Lo scemo del villaggio

In ogni paese c’è lo scemo del villaggio!
Lo dice Foucault che “era tradizionale che in tutti i villaggi ci fosse qualcuno che veniva chiamato lo scemo del villaggio”.
Da ragazzo c’era anche nella mia città. Passava ogni sera, a piedi ovviamente. Non so da dove venisse o dove andasse. Era puntuale come un orologio. Col tempo i ragazzini neanche più lo prendevano in giro… Era parte integrante del “villaggio”.

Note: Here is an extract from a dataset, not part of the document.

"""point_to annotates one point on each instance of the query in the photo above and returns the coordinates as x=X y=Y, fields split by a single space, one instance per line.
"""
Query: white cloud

Del resto Goffman nella sua opera Stigma… (1963), ricorre alla figura paradigmatica del “village idiot” per illustrare uno dei quattro “tipi” (quello integrato) nella sua tassonomia quadripartita della devianza.
Il mio indossava una vecchia divisa militare. Gli scarponi i calzettoni, il pantalone alla zuava… come avevo visto in qualche film sulla guerra. Ecco, proprio come ne LA GRANDE GUERRA di Comencini.
Ancora oggi, nella mia città di provincia, c’è uno che ha voluto fortemente indossare la divisa da vigile urbano. Indossatala, si sente insignito di una specie di “carica pubblica”: a volte fa il parcheggiatore, a volte incasina il traffico, altre accompagna i funerali…
La divisa.
Lo scemo del villaggio ha necessità della divisa… Gli serve perché probabilmente non sa chi è… perché ha un “disturbo della personalità” come si dice!
Per carità, non ho letto Goffman… Però è stata la parola “devianza” che mi ha attratto nella descrizione dei suoi “tipi”.
La divisa.
Ne vediamo indossate tante e di diversi “tipi” in questi ultimi mesi, da chi non ne ha ragione per appartenenza o mestiere: poliziotti, vigili del fuoco, finanzieri e finanche… polizia penitenziaria!
Che divertenti questi scemi del villaggio chiamato Italia!